Except to sit upon a "throne" until your feet get tired;
But take my word, to do it right, you 'ave to be h'inspired. 
"Cos why?" you say Why 'cos the model plays the part
Creating all the masterpieces of the painter's h'art!

The h'artist simply gets 'is brush and paints what 'e can see; 
But the model 'as to live the thing—or else where would''e be?
We've got to get what's called, in stoodio talk, "h'atmosphere," 
And let me tell you that's a thing that takes you many a year.

"Ow do I do it?" Well, you see, the characters I pose, 
I thinks their thoughts, and speaks their words, as well as wears their clothes. 
Suppose I'm bein' painted as an Arab in the sand—
I wraps my turbine round me 'ead and then I takes my stand; 

I thinks about the camels, and the palm trees, and the 'eat, 
Till I raise a twenty gallon thirst and blisters on my feet. 
I sings about the shieks until I gives myself catarrh
And then I eats the blinkin' dates from off the calendar. 

Sometimes the work is very 'ard, as well as very queer,
Like when I'm as a chimpanzee 'ung on the chandelier. 
And when I stand for Samson, why! to get the pose all right
I 'ave to 'old a sack of coal to keep my muscles tight. 

O' course I sometimes gets it soft; one job I likes a treat 
Is bein' painted as a copper standin on his beat;
And as an "unemployed" I once laid on my back all day,
And got into the part so well forgot to draw my pay. 

You should 'ave seen me yesterday—you would have done a stare—
Supposed to be a Scotchman, with a kilt and knees all bare. 
I kep' on shoutin' "D'ye ken!" "Hoots! Toots!" and "Hecks the noo!"
And fancied— only fancied— I drank Scotch till I was "foo;" 

And with my loaded bagpipe shot an 'aggis on the rocks;
And then I danced a Highland Fling until I split my socks. 
Historic characters is where I always makes my mark:
I posed last week as Noah—'im that married Joan of Arc. 

I seemed to see my animals come marching two by two, 
The lions roarin' savage, like you 'ears 'em at the Zoo. 
And when the h'artist said he'd done, and told me I could scoot. 
I shouted quite unconscious like, "All change for Arrowroot". 

The job I likes the best of all is when I'm Santa Claus,
Although the great long beaver's rather tirin' to the jaws. 
I always get the chilblains, and my nose it fairly shines, 
And I hears the sound of kids asingin' Christmas Carolines

The other day I 'ad a pose that seemed to suit me prime, 
A dandy—now, we calls 'em knuts—of Queen Victoria's time, 
With clothes like I was married in—I felt a reg'lar don,
So just to give the wife a treat I goes home with 'em on. 
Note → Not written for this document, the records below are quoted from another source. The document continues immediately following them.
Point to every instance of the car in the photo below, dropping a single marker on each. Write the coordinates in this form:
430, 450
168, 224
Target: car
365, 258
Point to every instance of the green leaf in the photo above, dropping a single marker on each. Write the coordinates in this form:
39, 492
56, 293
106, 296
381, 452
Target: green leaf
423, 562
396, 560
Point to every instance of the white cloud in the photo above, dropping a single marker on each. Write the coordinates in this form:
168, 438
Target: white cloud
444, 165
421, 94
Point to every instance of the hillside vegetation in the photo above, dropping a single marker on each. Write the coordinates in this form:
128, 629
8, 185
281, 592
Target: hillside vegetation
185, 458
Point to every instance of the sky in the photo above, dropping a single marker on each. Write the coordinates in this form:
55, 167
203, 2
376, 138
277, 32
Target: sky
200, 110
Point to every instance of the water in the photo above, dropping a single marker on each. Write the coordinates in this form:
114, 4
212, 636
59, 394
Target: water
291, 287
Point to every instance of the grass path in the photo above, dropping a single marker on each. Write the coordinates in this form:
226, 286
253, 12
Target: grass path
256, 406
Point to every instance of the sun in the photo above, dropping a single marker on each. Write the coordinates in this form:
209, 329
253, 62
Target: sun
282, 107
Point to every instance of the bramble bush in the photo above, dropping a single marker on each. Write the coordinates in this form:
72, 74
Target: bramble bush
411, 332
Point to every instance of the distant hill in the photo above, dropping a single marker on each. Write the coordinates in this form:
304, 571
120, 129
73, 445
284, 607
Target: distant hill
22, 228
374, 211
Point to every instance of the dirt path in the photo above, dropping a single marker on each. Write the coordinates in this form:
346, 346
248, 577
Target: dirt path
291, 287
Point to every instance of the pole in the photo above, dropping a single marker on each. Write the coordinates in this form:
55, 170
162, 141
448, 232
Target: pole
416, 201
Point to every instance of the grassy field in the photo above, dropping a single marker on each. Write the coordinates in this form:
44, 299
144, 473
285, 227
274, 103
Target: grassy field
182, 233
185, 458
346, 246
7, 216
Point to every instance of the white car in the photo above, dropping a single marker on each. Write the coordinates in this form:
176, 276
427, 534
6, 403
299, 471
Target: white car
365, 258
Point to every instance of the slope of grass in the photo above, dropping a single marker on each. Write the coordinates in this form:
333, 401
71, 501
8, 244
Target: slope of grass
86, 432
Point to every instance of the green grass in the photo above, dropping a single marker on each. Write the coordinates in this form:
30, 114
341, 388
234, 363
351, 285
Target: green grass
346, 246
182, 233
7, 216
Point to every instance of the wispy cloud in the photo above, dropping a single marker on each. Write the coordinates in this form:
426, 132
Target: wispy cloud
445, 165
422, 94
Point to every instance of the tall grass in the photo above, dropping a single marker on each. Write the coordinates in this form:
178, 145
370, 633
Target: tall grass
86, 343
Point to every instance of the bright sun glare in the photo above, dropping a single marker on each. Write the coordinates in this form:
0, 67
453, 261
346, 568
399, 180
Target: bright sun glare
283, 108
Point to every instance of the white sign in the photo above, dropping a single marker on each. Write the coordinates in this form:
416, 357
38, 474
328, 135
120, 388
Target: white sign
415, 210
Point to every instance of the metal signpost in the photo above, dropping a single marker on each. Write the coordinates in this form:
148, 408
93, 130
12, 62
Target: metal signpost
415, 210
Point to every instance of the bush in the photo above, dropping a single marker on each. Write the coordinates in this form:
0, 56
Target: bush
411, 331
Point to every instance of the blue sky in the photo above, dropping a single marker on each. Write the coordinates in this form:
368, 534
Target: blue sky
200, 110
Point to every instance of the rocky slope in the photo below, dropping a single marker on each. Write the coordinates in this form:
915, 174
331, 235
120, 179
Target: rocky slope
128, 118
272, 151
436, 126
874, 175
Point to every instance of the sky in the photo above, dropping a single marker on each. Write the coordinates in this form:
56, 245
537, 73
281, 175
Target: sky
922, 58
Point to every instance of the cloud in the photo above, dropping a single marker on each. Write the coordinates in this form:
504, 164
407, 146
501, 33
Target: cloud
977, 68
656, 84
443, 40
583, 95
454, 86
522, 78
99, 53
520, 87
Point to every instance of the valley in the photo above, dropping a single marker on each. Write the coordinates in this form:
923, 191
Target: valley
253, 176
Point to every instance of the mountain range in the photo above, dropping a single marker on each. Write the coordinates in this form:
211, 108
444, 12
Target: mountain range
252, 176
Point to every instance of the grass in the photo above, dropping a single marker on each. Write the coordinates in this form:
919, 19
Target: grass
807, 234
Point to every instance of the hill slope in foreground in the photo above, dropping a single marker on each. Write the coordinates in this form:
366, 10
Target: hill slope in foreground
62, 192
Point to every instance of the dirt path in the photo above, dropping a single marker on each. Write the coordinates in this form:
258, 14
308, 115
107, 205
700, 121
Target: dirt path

The missus smiles at first, then what she did you'll never guess, 
She goes and finds—from Lord-knows-where—'er faded weddin' dress; 
And standin' there, in that old gown, an' lookin' like a saint, 
She made the sort o' picture then that nobody can paint. 

And the job that I enjoys the wurst—no matter what the pay-
Is posin' as a soldier, like I did the other day. 
I thought about the war, and all them lads and our young Bert, 
The only kid we ever had—and that's what made it 'urt:

And when I got back 'ome that night the missus seemed to see,
Although I never said a word, just what was wrong with me. 
And as we sat there 'and in 'and, 'er lookin' like a saint,
I guess we made a picture no one on earth could paint.